Would you say things have improved in terms of access to primary healthcare for Pacific and other low-income people generally, in the time you’ve been in South Auckland?
I don’t think so. The main barrier to primary healthcare is still cost and having access to a GP of your choice. There aren’t enough GPs and our population continues to grow. Overall, the health standard of Pacific people is no better than it was 30 years ago — in fact, there are a lot more people with serious medical issues.
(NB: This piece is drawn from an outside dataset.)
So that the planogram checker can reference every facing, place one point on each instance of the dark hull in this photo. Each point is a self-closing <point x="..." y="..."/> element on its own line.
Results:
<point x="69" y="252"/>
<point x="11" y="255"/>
There also aren’t enough services to meet that demand, which means it’s harder to get help when you need it. And the cost of going to the doctor and getting medication is still a major barrier for many people.
What’s the change you’d most like to see as a South Auckland GP?
I think free GP visits and free medication from the pharmacy would make a major difference to a lot of people in South Auckland. It would take away the stress of seeking help and getting medication for so many families.
And, as we touched on before, better social support for people with serious health issues would also make a big difference. This includes a good home, a job, and enough money to live.
Too many families don’t have access to affordable quality homes, which affects their overall health and quality of life. And benefit rates that actually cover the cost of living would also make a difference to the people who need that support.
What is it about Māngere that keeps you there?
The people of Māngere are proud of their community. There’s a sense of ownership. In a way, it’s like a village. There’s a mix of ethnicities and all sorts of religious groups, and they all tend to work together. They’re proud of what takes place here, especially with the difficult social issues a lot of people face.
They say: “Well, you know, this is Māngere. And this is how we do things.”